Our tasting at Le Trappiste could have been seen a couple of ways: as a reward for a tough day riding in the winds of Flanders, or as a precursor to what the next seven days would entail: beer after beer after beer ending in blindness.
After Le Trappiste, we headed back to the hotel for a brief beer/fatigue induced nap, after which we headed into the center of town for dinner.
Several buckets of mussels later, we walked over to one of my favorite bars in town, the Staminee de Garre, which is located halfway between the Markt and the Burg, down the tiniest of streets you will ever encounter.
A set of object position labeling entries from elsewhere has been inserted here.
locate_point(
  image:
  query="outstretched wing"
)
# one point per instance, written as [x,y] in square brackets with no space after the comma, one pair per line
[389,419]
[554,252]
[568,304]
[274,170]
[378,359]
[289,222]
I have rather long arms, but it is not much of a stretch for me to touch both walls of the buildings that border the “street” (I am not sure how they get away with calling it a “street” but they do—those flaky Flemish).
We were able to score a rather large table right by the bar on the first floor and quickly ordered the first round of beers, and we did not really stop drinking and ordering until the owners of the bar closed up shop. Here are some of the beers that I remember drinking:
Rodenbach Grand Cru: One of the finest renditions of my favorite style: the West Flanders Red Ale. When I went over to Belgium this past trip, I was determined to try as many beers as possible. To that end, I wanted to stay away from the Red Ales, since I drink them frequently at home. Well, that lasted all of one day. The Flanders Red Ales are often called the “Burgundies of Belgium” for good reason–they are perhaps the most aromatic of beers. The Rodenbach Grand Cru (a heavier beer than the standard Rodenbach) throws off some cherry and raspberry on the nose, followed by a pleasant tartness and a little funk on the palate. This is perhaps my second favorite beer (I have to remain loyal to the Duchesse de Bourgogne), but it always makes me long for the no longer produced Rodenbach Grand Cru Alexander, which was purportedly even tastier than this. Hard to imagine. Outstanding. 92-94 Points.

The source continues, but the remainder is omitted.